Ms. Cusick and other workers shared similar stories of waiting for minutes at a time behind Waymo vans as they struggled to turn left through the first intersection the vehicles encounter when they leave their depot. There is no traffic light at the T-intersection, the speed limit is 45 m.p.h., and the Waymo vans seemed to have trouble finding a gap in traffic during busy periods to make the turn, a problem these people said would be far less crippling to a human driver.

Robbie Monreal, a sales representative for a commercial pipe seller nearby, has had enough of the vans. He said he refuses to waste precious minutes waiting for them during his one-hour lunch break. When he has found himself behind a Waymo van at the intersection, *he said he has driven, illegally, around it.*

"I'm sick of them in my neighborhood," he said.

The Waymo spokesman said the vans have steadily improved in their handling of the T-intersection near the company's depot in the 18 months they have been there, and that it is a difficult intersection even for humans.

*'Best Student Driver'*

The Waymo vehicle is generally programmed to follow every road rule precisely. That may mean stopping for at least three seconds at a stop sign, whether human drivers like it or not, and turning on its blinkers well before it makes a lane change. "It's still a student driver, but it's the best student driver out there," said another person familiar with the Waymo program. A different person who has been involved with the program said there were debates about whether to try to mimic typical human driving behavior that doesn't strictly follow the law. But the team decided that "it doesn't matter how a human would do it; we would need to do it like a perfect driver."

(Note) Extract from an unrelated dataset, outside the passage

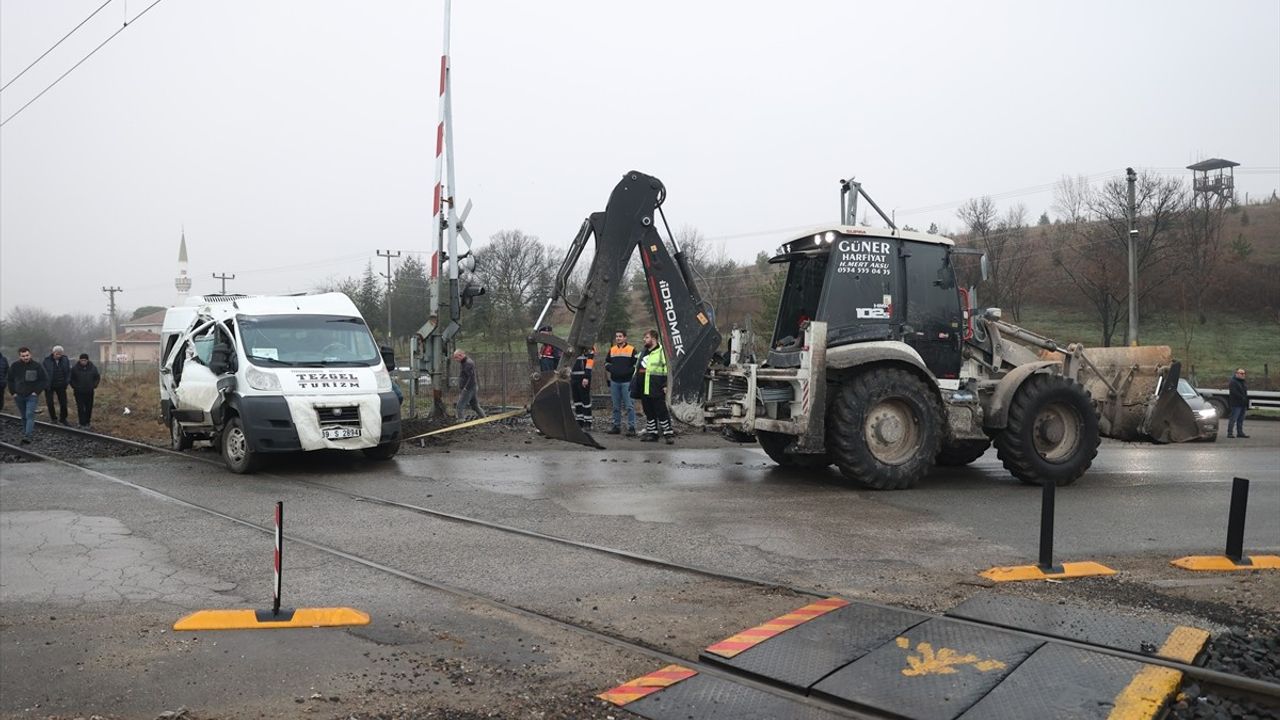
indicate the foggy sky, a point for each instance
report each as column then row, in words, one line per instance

There are days when a Waymo backup driver doesn't need to take over the wheel to avoid unsafe conditions. Waymo's driving has become smoother over time. It can maneuver quickly around objects on the road. It has become better at handling "double left turns," in which two adjacent lanes turn left simultaneously, and where the trajectory of the human-driven cars next to the minivans can be difficult to predict. And it has largely mastered driving on the highway, except for merging into traffic during rush hour, when the vans are programmed to act conservatively when trying to enter a gap between cars.

Even if Waymo can ace autonomous driving in Phoenix's southeastern suburbs, there is a question of how much of the software developed there will be able to transfer to other locations, such as the San Francisco Bay Area. Waymo has spent a lot of time creating highly detailed maps of that region's streets to help its prototypes navigate, and has been testing the minivans in some places like Palo Alto and Los Altos, in preparation for a robo-taxi launch someday. A lot of customization and repetitive testing is necessary to help the cars adjust to different terrains and driving customs.

As Waymo and other companies grapple with the manifold challenges to autonomous driving, some privately concede that flawless performance could be elusive. Ultimately, said a person with extensive recent experience at Waymo, "what we are going to have to accept if we want this autonomous vehicle future is that the robot driver doesn't need to be perfect; it just needs to be better than us."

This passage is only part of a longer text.